Università. Cambiamo le regole

(Europa, 25 novembre 2006) – Eppure l’università non si può schiacciare in una Finanziaria. E questa a sua volta non è solo uno specchio contabile. Vogliamo dirlo? La discussione sulla Finanziaria ha messo fuori gioco l’università del futuro, concentrando l’attenzione solo e ossessivamente sulle questioni (pur importanti) del celebre taglio dei consumi intermedi e della stabilizzazione dei precari. Il fatto è che proprio la parte sommersa della manovra, quella che non viene immediatamente tradotta in conti, ci dice una verità macroscopica, quella da cui partire. Il nostro sistema è cresciuto senza una strategia, senza ancorarsi ai valori del merito e della qualità. Peccato mortale in uno scenario sempre più modificato dalla competizione internazionale e dalla centralità della sfida sul capitale umano.  

La spia di questo processo si accende ben visibile tra gli articoli della manovra. La moratoria triennale per la nascita di nuove sedi universitarie dice che si è andati ben oltre il livello di guardia nella proliferazione di atenei senza qualità (con costi conseguenti), sotto la spinta congiunta del notabilato accademico e del notabilato politico locale. La drastica riduzione dei crediti fondati “sull’esperienza lavorativa” elargibili – in genere – ai dipendenti della pubblica amministrazione  dice a sua volta che per drogare il numero degli studenti molte università non hanno davvero guardato per il sottile. E anche il blocco delle università telematiche dice che sembra quasi che una (efficacissima) mano invisibile abbia lavorato per anni a togliere credibilità, e quindi valore legale, al titolo di studio.

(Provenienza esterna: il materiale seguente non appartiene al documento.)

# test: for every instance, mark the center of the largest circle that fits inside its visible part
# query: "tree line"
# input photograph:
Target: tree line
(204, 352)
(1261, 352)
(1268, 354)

Ecco, la Finanziaria è anche questo, benché lo si dimentichi spesso. Un segnale di serietà, di rigore, che vuole ricondurre il sistema universitario, anche grazie all’Agenzia di Valutazione, sotto accettabili standard di controllo di qualità. E’ vero, il rigore non può essere misurato direttamente in euro. Ma certo è, come non vederlo?, una condizione perché ogni euro inizi a essere speso meglio, in una logica di efficienza e di rispetto di obiettivi strategici.

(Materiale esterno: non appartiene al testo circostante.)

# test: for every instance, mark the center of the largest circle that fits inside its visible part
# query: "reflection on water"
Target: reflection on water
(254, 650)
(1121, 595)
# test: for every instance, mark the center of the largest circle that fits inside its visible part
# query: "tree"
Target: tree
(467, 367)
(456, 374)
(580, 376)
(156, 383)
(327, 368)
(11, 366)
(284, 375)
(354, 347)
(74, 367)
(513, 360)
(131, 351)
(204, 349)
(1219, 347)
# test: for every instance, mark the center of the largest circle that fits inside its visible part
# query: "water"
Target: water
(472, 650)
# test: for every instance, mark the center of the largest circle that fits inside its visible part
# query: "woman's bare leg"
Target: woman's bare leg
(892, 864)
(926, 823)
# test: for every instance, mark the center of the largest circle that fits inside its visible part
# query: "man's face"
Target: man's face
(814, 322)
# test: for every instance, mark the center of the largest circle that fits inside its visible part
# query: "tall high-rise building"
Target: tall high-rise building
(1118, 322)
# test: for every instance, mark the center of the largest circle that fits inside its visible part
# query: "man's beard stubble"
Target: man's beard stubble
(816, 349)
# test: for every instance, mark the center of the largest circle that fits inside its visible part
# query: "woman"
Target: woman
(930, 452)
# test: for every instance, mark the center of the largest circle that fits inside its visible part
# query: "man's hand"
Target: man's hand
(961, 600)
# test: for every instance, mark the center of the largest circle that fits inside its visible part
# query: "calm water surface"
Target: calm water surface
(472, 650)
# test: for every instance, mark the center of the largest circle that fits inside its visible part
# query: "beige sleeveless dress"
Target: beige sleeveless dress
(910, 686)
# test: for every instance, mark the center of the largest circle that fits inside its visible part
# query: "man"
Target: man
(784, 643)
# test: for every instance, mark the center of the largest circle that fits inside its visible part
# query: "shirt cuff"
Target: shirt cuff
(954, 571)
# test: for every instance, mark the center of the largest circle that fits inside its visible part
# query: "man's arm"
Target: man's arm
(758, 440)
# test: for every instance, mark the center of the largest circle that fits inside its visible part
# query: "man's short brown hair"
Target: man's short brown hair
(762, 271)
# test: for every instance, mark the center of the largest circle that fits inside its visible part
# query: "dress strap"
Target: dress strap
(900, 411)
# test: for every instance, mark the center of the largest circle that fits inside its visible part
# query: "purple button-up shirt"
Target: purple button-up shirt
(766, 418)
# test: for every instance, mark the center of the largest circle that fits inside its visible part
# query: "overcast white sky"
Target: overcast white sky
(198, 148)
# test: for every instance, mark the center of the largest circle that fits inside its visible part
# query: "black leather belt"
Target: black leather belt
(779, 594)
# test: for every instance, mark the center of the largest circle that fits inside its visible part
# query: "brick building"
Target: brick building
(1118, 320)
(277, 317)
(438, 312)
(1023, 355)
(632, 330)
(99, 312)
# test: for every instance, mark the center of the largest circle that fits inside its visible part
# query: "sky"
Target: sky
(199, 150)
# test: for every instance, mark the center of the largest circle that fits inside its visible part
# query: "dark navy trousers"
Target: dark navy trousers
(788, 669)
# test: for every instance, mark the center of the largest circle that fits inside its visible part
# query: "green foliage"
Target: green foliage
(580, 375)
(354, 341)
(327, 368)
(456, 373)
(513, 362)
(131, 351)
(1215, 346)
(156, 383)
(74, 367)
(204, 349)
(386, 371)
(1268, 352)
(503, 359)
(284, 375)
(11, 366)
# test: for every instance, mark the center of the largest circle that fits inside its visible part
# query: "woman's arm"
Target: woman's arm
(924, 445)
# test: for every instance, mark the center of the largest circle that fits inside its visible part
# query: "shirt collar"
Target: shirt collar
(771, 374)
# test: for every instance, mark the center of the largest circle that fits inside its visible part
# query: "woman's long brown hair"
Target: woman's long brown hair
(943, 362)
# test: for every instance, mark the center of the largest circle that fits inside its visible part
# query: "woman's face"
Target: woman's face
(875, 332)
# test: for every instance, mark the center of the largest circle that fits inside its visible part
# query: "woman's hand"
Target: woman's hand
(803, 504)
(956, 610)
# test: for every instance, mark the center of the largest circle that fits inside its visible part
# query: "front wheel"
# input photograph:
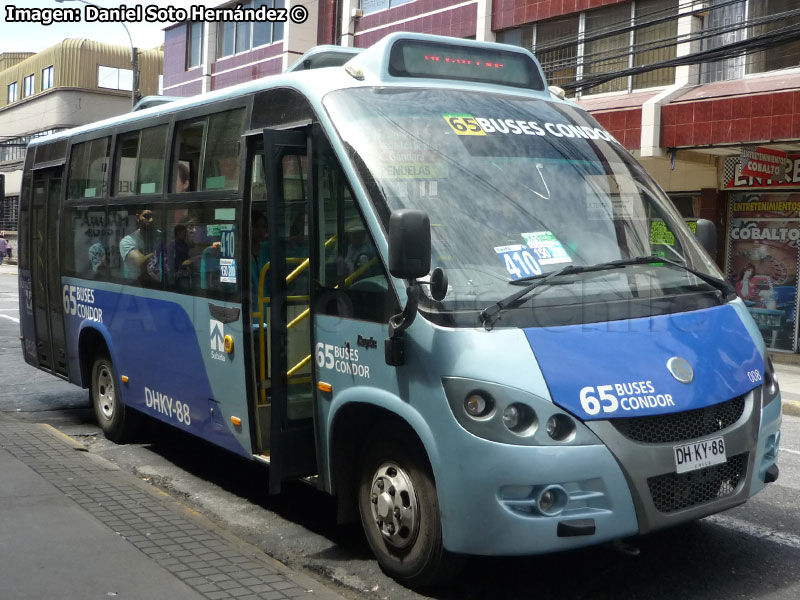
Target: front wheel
(400, 511)
(118, 422)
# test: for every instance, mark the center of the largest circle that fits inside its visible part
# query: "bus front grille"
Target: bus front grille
(676, 427)
(673, 491)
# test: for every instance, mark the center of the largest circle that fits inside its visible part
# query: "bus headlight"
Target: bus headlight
(478, 405)
(512, 416)
(770, 389)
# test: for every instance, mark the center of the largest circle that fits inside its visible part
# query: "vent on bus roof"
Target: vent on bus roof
(324, 56)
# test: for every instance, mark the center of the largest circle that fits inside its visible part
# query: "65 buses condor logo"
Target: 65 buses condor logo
(467, 124)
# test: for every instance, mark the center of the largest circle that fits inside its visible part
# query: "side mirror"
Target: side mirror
(409, 244)
(706, 234)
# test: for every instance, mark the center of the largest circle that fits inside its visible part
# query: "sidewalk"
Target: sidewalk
(75, 526)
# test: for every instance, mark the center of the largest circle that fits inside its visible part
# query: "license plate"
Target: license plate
(699, 455)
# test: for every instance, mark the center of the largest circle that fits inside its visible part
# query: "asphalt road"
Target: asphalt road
(749, 552)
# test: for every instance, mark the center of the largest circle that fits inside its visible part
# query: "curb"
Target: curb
(791, 407)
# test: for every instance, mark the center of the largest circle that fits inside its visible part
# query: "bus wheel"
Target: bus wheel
(400, 512)
(118, 422)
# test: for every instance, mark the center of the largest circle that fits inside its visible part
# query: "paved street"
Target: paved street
(178, 487)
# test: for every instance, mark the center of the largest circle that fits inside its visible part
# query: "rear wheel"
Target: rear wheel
(118, 422)
(400, 511)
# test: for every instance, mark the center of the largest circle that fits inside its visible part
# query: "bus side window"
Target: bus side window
(89, 169)
(137, 252)
(190, 145)
(88, 254)
(201, 252)
(352, 277)
(139, 162)
(221, 162)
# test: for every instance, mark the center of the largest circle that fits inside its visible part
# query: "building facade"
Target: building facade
(74, 82)
(705, 93)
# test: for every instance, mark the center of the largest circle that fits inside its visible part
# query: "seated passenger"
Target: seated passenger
(137, 249)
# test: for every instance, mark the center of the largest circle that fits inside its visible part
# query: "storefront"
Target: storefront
(763, 238)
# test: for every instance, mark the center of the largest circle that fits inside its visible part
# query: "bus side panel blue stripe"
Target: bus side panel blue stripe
(631, 357)
(155, 344)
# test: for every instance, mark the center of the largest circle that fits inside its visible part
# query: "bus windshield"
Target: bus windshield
(516, 188)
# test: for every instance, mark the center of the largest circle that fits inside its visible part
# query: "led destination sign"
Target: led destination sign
(416, 58)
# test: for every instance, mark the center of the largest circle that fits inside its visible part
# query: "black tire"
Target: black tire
(118, 422)
(399, 511)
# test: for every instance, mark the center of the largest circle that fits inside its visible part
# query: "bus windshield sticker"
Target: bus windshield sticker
(546, 248)
(227, 270)
(468, 124)
(224, 214)
(519, 261)
(464, 124)
(227, 241)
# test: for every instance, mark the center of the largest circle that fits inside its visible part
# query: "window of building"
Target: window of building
(112, 78)
(235, 37)
(561, 63)
(89, 169)
(194, 45)
(28, 86)
(649, 42)
(371, 6)
(590, 45)
(47, 78)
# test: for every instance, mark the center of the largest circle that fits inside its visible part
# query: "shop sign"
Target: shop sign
(763, 162)
(737, 175)
(763, 253)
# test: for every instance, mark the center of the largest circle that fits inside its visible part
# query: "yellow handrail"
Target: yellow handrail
(261, 314)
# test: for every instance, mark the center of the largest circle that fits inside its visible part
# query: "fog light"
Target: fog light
(560, 427)
(547, 500)
(477, 405)
(552, 500)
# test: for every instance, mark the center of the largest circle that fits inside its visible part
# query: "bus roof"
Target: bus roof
(404, 59)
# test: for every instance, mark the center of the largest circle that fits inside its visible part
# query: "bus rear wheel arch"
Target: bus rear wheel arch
(118, 422)
(399, 510)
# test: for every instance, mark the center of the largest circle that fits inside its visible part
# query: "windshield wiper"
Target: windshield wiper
(489, 314)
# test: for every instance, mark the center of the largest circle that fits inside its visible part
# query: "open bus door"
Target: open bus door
(47, 297)
(282, 334)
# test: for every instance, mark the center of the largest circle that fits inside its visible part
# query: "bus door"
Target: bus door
(47, 298)
(282, 340)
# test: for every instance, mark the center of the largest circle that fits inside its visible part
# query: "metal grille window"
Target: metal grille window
(28, 86)
(723, 16)
(9, 213)
(655, 43)
(47, 78)
(609, 53)
(234, 37)
(194, 45)
(560, 64)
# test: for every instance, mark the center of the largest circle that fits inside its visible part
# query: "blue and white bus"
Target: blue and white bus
(417, 278)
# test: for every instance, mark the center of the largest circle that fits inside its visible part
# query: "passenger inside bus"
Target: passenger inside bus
(182, 178)
(360, 250)
(137, 249)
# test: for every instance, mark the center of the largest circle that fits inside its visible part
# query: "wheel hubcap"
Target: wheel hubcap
(105, 392)
(395, 508)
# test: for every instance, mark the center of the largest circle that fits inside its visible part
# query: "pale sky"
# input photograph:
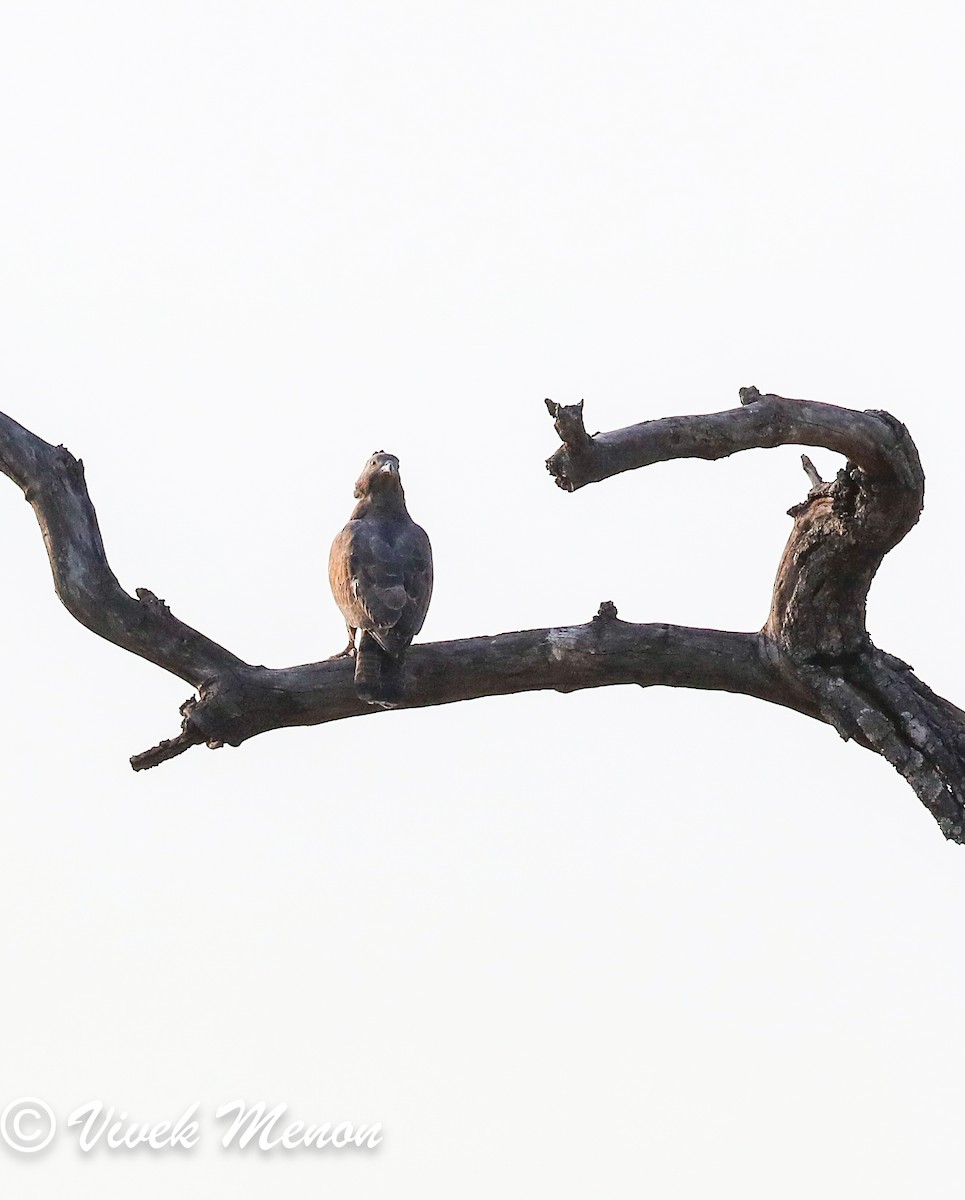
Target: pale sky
(613, 943)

Siamo all’abicì, ovviamente. Perché a chi voglia pensare all’università “oltre la Finanziaria” i temi che si propongono sono ben più ampi di quelli di cui si è scritto e discusso.  A nessuno, tanto per fare un esempio, sarà sfuggita la parte di vera e propria “cenerentola” riservata in questi mesi alla didattica. Che è sembrata essere quasi un accidente della vita universitaria. Ricerca, ricerca e poi ancora ricerca, con relative tenzoni sulle cifre. Ma l’università, a cui la ricerca serve come il pane, è prima di tutto formazione di studenti. Chi forma infatti le famose “teste ben fatte” di Edgar Morin? E dove si accende la scintilla della ricerca, se non dove una grande didattica suscita le passioni intellettuali che generano scienziati, animando il valore weberiano della verità scientifica? Al tempo stesso, giusto per fare un secondo esempio, è sembrata proprio non esistere la popolazione studentesca, cui pure la Finanziaria riserva attenzioni importanti sul terreno del diritto allo studio. Bisogna essere schietti. Un’università senza didattica e senza studenti: questo è il ritratto che emerge da mesi di dibattito serrato come poche altre volte sui destini del nostro sistema accademico.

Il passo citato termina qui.